Yukarıda yer verilen yasal düzenlemeler uyarınca, ayni haklar tapu siciline tescil ile doğar ve tescilin hukuki netice doğurabilmesi için de geçerli bir hukuki sebebinin bulunması zorunludur. Bu hususun tapunun illilik prensibinden kaynaklandığı açıktır.

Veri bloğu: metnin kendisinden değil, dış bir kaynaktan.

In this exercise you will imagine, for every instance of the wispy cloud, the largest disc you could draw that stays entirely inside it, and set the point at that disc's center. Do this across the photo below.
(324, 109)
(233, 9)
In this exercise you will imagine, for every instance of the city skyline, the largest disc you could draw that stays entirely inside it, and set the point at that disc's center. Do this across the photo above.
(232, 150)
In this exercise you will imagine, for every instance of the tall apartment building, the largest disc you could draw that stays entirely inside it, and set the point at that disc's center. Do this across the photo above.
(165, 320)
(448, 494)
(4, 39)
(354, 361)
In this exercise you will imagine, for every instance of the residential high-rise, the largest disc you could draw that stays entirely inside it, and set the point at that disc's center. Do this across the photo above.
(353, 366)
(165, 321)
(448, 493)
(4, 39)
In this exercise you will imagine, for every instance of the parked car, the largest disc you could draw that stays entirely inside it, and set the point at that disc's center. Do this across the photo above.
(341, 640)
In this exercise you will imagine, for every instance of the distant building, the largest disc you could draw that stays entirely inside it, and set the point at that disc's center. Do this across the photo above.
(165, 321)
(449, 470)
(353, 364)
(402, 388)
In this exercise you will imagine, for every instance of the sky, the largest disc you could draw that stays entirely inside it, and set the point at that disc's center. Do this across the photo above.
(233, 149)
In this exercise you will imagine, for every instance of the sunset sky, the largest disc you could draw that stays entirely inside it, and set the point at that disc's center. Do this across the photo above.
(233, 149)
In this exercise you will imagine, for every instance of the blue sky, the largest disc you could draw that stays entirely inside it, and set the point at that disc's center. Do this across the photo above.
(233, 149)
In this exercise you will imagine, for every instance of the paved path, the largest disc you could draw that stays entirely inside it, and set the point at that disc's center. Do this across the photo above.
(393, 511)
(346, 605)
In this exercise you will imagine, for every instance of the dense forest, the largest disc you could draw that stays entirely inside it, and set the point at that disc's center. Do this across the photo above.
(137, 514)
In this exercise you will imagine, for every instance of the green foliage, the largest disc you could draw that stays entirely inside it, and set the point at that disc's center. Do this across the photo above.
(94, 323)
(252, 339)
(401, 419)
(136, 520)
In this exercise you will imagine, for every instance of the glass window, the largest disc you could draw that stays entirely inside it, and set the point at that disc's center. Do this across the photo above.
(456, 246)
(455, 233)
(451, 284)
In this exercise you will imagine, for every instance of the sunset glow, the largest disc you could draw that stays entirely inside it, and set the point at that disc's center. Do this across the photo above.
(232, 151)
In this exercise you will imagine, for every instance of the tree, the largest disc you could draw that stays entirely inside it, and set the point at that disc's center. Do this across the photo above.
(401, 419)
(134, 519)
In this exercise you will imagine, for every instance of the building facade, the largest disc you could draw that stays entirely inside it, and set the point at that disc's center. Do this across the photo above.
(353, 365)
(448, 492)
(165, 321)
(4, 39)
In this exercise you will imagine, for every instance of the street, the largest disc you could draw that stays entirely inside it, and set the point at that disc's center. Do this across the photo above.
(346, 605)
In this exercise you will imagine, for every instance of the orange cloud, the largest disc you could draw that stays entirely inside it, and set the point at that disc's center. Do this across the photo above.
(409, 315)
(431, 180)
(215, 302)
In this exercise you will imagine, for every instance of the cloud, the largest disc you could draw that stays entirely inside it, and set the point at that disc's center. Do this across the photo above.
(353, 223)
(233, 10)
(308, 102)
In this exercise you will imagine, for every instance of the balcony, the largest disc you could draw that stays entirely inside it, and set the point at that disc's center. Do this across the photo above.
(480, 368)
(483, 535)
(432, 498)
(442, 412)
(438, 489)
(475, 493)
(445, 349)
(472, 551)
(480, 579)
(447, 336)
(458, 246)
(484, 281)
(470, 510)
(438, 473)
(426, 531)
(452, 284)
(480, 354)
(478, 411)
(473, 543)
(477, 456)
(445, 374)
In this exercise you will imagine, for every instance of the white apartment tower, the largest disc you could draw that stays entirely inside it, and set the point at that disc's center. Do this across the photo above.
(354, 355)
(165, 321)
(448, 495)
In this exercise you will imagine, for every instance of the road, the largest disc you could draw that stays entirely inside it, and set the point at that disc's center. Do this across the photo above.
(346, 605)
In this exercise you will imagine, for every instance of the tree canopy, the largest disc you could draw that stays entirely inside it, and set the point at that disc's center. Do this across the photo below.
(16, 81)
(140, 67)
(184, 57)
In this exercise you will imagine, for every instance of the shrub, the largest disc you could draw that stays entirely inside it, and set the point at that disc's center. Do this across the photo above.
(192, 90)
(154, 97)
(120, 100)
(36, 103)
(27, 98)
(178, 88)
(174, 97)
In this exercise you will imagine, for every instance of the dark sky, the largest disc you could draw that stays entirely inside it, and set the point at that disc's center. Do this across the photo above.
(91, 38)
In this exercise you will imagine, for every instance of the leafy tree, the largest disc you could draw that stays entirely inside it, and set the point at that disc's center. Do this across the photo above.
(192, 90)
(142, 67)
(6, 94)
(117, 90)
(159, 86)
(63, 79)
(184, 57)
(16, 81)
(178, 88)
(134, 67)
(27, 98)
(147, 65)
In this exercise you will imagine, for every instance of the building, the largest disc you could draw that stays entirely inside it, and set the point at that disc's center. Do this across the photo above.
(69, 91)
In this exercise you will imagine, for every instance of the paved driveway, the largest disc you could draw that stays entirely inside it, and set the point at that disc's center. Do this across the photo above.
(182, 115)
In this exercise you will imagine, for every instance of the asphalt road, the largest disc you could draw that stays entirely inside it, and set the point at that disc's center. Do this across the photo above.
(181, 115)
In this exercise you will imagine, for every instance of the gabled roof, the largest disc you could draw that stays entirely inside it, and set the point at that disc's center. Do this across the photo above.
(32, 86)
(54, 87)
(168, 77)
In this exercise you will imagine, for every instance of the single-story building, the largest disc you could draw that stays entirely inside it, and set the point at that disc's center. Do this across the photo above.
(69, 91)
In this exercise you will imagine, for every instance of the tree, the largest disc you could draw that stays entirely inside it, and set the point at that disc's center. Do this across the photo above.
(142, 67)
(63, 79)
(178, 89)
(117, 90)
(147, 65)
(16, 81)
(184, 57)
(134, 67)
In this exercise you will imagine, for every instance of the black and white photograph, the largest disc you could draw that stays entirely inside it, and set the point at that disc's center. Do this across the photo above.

Oysa, oluşan sicilin hukuken geçerli bir sebebi bulunmadığı takdirde, tescilin yolsuz tescil niteliğini taşıyacağı ve sicilin iptali gerekeceğinde kuşku yoktur.

6.3. Değerlendirme

Dosya içeriğine, toplanan delillere, delillerin takdirinin yerinde oluşuna, özellikle; Antalya Sulh Yargıçlığı'nın Antalya Tapu Sicil Muhafızlığı'na yazılan 22/02/949 tarihli ve 948/2 sayılı ''izale i şuyu'' belgesinde, dava konusu 148 ada 22 parsel sayılı taşınmaza ilişkin '' hissedarlar arasında taksimi kabil olmadığından, bilmüzayede satılarak bedelinin hissedarlara hisseleri nisbetinde ... dair Antalya Sulh Hukuk Yargıçlığından verilen 372/498 sayılı ilam üzerine işbu gayrimenkul bilmüzayede müşterisi olan yukarıda fotoğrafı ilişik ve tamamı 20 sehim itibari ile 12 sehmine sahib ... namına 5000 lira bedel mukabilinde ihalesi icra kılınmış ve itiraz müddeti de geçmiş olduğundan namına muamelei tesciliyesi icrası ile tapu senedi verilmesi için müzekkeredir.'' şeklinde belirtildiği gözetilmek suretiyle, (V./2.) no.lu paragrafta yer verilen hükmüne uyulan bozma kararında gösterildiği şekilde işlem yapılmasına, (V./3.) no.lu paragrafta yer verilen Mahkeme kararının dayandığı yasal ve hukuksal gerekçeye göre, yazılı şekilde karar verilmesinde bir isabetsizlik bulunmamaktadır.

VI. SONUÇ:

Açıklanan nedenlerle; davacının ve fer müdahillerin yerinde bulunmayan temyiz itirazlarının reddiyle, usul ve yasaya ve bozma kararının gerekçelerine uygun olan hükmün ONANMASINA, aşağıda yazılı 21,40 TL bakiye onama harcının hükmü temyiz eden davacıdan, 21,40 TL bakiye onama harcının hükmü temyiz eden feri müdahillerden alınmasına, kararın tebliğinden itibaren 15 gün içinde karar düzeltme yolu açık olmak üzere, 21/04/2022 tarihinde oybirliğiyle karar verildi.